In March 1852, Thoreau returned to Harvard College, where he had graduated fifteen years earlier, to research early European exploration of Canada in its library. In his journal for March 16 he notes:

“The Library a wilderness of books. The volumes of the Fifteenth, Sixteenth, and Seventeenth Centuries, which lie so near on the shelf, are rarely opened, are effectually forgotten and not implied by our literature and newspapers. When I looked into Purchas’s Pilgrims, it affected me like looking into an impassable swamp, ten feet deep with sphagnum, where the monarchs of the forest, covered with mosses and stretched along the ground, were making haste to become peat. Those old books suggested a certain fertility, an Ohio soil, as if they were making a humus for new literature to spring in. I heard the bellowing of bullfrogs and the hum of mosquitoes reverberating through the thick embossed covers when I had closed the book. Decayed literature makes the richest of all soils.”

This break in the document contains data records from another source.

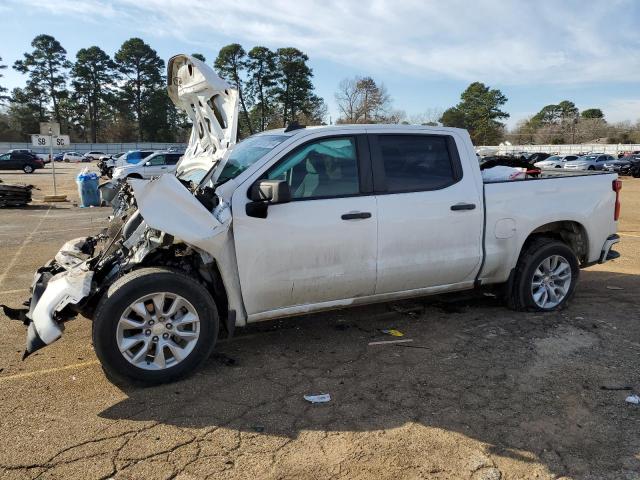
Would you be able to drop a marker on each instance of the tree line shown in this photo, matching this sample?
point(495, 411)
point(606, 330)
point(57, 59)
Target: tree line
point(363, 100)
point(98, 98)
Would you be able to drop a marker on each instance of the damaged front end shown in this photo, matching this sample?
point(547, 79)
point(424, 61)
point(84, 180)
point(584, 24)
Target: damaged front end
point(71, 283)
point(164, 222)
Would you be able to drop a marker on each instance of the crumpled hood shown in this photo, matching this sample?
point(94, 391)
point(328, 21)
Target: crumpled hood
point(212, 106)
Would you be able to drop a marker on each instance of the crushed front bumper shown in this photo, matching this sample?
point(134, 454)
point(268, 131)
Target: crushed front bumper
point(606, 253)
point(64, 281)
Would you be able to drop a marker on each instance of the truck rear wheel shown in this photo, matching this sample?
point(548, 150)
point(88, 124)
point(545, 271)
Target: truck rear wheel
point(154, 325)
point(545, 276)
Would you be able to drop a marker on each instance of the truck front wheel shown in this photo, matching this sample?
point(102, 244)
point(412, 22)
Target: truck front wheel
point(154, 325)
point(545, 276)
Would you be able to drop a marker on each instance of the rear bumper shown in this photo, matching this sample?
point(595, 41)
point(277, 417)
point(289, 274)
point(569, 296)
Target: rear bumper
point(606, 253)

No writer is so comfortable, so equally at home in the worlds of books and nature as Thoreau. Emerson’s pages are musty in comparison, and Edward Hoagland’s sweaty and filled with mosquitoes. Thoreau’s balance, sometimes precarious, is rooted in his fine literary sense. He was neither scholar nor scientist but first and always a writer. The passage above might be rendered like this by a competent journeyman journalist:

“The Library is filled with old books. If writers read them they might find inspiration.”

Thoreau’s first sentence spans his two worlds – “Library,” “wilderness.” In the hands of some writers, “impassable swamp” would constitute a criticism. For Thoreau, it’s an invitation to “a certain fertility” of literary imagination. The passage, in its metaphorical exuberance, reminds me of a writer from the seventeenth century, Sir Thomas Browne, and one from the twentieth, Edward Dahlberg. Thoreau celebrated and perpetuated the tradition of rich, exacting prose and its reliance on “decayed literature.” He composed while immersed in the decomposed.